Healthcare companies will also be pleased the final product retains the deduction for certain medical expenses and also lowers the threshold from 10% to 7.5% for two years.
Republican leaders have said separate budget legislation will address destabilization of ACA exchange markets by funding cost sharing reduction payments and reinsurance programs. Analyses, however, have shown those measures aren't enough to give the market a sound structure.
THE BIGGER PICTURE
The tax reform does not just affect healthcare. Here's how the bill may alter other industries.
BIOPHARMA
IMPACT: The GOP tax plan is largely a win for pharma and biotech companies, which stand to benefit from a lower tax rate on cash they have parked abroad.
POSITION: The trade group BIO backed the Senate version of the bill, praising the corporate tax rate cut. But plenty of big pharma CEOs have publicly stated their support for tax reform.
ANALYSIS: The industry will benefit in large part due to a reduced tax rate on foreign income, allowing companies to repatriate cash. Analysts estimate that large-cap pharma alone keeps nearly $98 billion offshore. The new plan lowers that rate from 35% to 15.5%.

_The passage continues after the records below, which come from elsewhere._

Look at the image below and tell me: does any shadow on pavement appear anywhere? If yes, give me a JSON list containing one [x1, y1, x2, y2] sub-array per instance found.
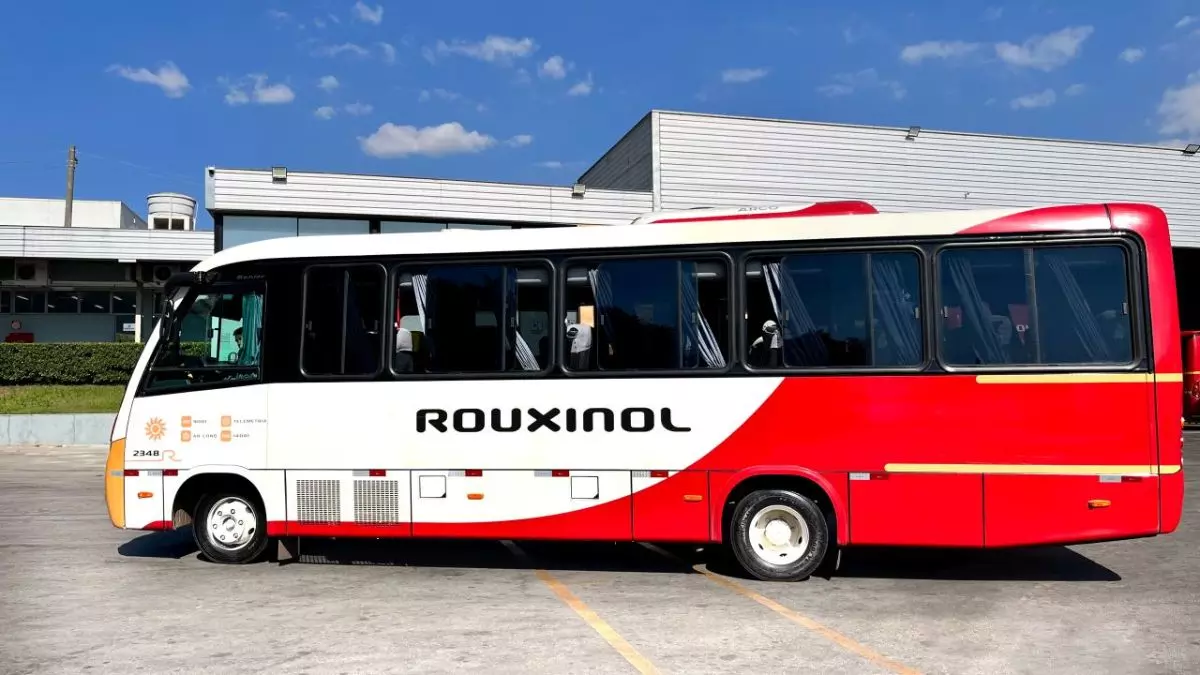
[[116, 526, 199, 560], [118, 527, 1121, 581], [835, 546, 1121, 581]]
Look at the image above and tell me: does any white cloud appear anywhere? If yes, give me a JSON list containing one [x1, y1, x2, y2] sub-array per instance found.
[[817, 68, 908, 101], [313, 42, 371, 56], [566, 73, 594, 96], [900, 40, 980, 65], [426, 35, 538, 65], [416, 89, 462, 103], [1158, 71, 1200, 138], [379, 42, 396, 64], [108, 61, 192, 98], [354, 0, 383, 25], [721, 68, 767, 84], [1009, 89, 1058, 110], [359, 121, 496, 159], [996, 25, 1096, 71], [218, 74, 296, 106], [538, 54, 566, 79], [1117, 47, 1146, 64]]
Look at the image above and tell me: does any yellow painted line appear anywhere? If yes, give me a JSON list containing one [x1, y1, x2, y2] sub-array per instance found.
[[976, 372, 1152, 384], [642, 544, 920, 675], [503, 540, 659, 674], [883, 464, 1178, 476]]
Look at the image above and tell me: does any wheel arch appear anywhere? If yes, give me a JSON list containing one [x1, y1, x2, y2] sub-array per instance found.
[[709, 466, 850, 545], [169, 465, 283, 527]]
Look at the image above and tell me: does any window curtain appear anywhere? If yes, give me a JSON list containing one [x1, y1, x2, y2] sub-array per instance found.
[[238, 293, 263, 365], [762, 262, 829, 366], [1039, 253, 1112, 362], [871, 255, 922, 365], [679, 263, 725, 368]]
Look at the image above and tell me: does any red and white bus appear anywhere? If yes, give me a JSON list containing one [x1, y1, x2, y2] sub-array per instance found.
[[106, 202, 1183, 580]]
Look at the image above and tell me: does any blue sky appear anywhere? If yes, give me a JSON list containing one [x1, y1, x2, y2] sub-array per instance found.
[[0, 0, 1200, 228]]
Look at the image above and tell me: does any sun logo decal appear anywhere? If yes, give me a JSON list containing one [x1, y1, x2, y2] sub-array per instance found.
[[146, 417, 167, 441]]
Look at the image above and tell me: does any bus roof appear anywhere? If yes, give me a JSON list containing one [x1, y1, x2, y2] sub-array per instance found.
[[194, 204, 1111, 271]]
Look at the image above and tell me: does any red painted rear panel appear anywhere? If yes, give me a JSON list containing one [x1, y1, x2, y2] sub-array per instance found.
[[850, 473, 983, 546], [634, 471, 709, 542], [984, 476, 1158, 546]]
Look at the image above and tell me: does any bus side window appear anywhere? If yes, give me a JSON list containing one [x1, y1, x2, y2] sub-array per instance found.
[[392, 264, 551, 375], [300, 265, 384, 377], [562, 258, 730, 371]]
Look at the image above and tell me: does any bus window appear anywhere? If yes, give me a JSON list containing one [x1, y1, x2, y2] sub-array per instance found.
[[563, 258, 730, 371], [938, 245, 1134, 365], [392, 264, 551, 375], [300, 265, 385, 377], [745, 252, 924, 368], [146, 284, 263, 393]]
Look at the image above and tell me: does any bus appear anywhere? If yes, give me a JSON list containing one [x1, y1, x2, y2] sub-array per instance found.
[[104, 202, 1183, 580]]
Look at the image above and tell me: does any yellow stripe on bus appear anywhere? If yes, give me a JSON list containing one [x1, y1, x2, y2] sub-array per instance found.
[[976, 372, 1183, 384], [883, 464, 1182, 476]]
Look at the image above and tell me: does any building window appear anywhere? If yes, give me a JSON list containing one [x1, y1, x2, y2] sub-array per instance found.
[[394, 264, 551, 374], [46, 291, 79, 313], [221, 216, 296, 249], [301, 264, 386, 377], [564, 258, 730, 371], [745, 252, 924, 369], [296, 217, 371, 237], [938, 245, 1134, 365], [379, 220, 446, 234]]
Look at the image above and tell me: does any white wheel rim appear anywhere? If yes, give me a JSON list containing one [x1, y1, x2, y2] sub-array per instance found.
[[749, 504, 810, 567], [204, 497, 258, 551]]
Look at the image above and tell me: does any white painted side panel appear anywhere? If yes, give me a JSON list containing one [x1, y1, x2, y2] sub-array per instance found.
[[268, 377, 781, 471], [659, 113, 1200, 246], [205, 168, 650, 225], [413, 470, 631, 522], [125, 384, 269, 468], [125, 471, 167, 530]]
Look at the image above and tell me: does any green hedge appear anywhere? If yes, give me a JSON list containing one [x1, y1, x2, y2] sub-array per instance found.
[[0, 342, 208, 384]]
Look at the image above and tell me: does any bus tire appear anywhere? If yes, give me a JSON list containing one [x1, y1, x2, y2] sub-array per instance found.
[[192, 491, 269, 565], [730, 490, 829, 581]]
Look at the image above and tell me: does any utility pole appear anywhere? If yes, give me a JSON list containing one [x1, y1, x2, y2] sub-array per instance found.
[[62, 145, 79, 227]]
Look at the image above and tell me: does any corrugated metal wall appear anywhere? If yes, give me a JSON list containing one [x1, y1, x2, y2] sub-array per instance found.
[[0, 226, 212, 262], [205, 168, 650, 225], [656, 112, 1200, 246], [580, 114, 654, 192]]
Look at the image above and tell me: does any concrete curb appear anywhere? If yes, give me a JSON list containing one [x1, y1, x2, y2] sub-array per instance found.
[[0, 413, 116, 446]]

During a 2005 tax holiday allowing companies to bring some profits back at a 5.25% tax rate, Pfizer Inc., Merck & Co. and Johnson & Johnson were among the biggest beneficiaries. A study later found companies tended to cut jobs and use the money for stock buybacks.
Some top pharma players, including Pfizer, have said they were holding off on any meaningful M&A this year until they had clarity on tax reform, since they can use the offshore cash for such transactions.
The new bill cuts the overall corporate tax rate to 21% from 35%. Yet, most biopharmas typically pay far less than the statutory rate already. Data compiled by a professor from NYU recently showed that across 164 drugmakers, the aggregate effective tax rate was 19.41% — so for most big pharmas, in particular, the lower rate will be a neutral/negative development.
Orphan drug credit: The final bill also trims the 50% write-off enjoyed by companies that develop orphan drugs to 25%. One version of the bill cut it altogether, so the trim is a win. The credit applies to R&D for rare disease drugs with the intent of spurring development in orphan indications.
Lisa LaMotta / BioPharma Dive
HUMAN RESOURCES
IMPACT: Tax reform is expected to impact several areas of interest to HR: paid leave, fringe benefits, automation and offshoring.
POSITION: The tax proposal could, on balance, be good for companies and in turn good for HR professionals. The industry has not taken a specific stance on the issue to date.
ANALYSIS: Tax reform is expected to impact several areas of interest to HR including some core issues such as paid leave, fringe benefits, automation and offshoring.
One proposal would give employers a tax credit equal to 25% of an employee's salary if it paid them during FMLA leave. There are several proposals to scrap deductions for benefits employers often are involved in, like transportation and relocation expenses.
Some thought the bill might create new tax incentives to encourage employers to create jobs. (That's what the Trump administration promised, after all.) Instead, it proposes to allow employers to write off the full value of machines right away, perhaps encouraging automation without an accompanying incentive for hiring humans.
The bill proposes to exempt some income from U.S. companies with operations outside the country. This encourages business to send work overseas, some experts have said.
HR will probably like the paid leave proposal, as it gets at an existing problem without a mandate. Instead, it's an incentive to do something many are already doing anyway. On the flip side, the fringe benefit exclusions do the opposite, creating a disincentive for employers to offer those benefits.
The automation and offshoring items are, on their face, good news for companies. Some, however, say they're not as useful without an incentive to hire people, too. After all, machines can't be upskilled when needs shift.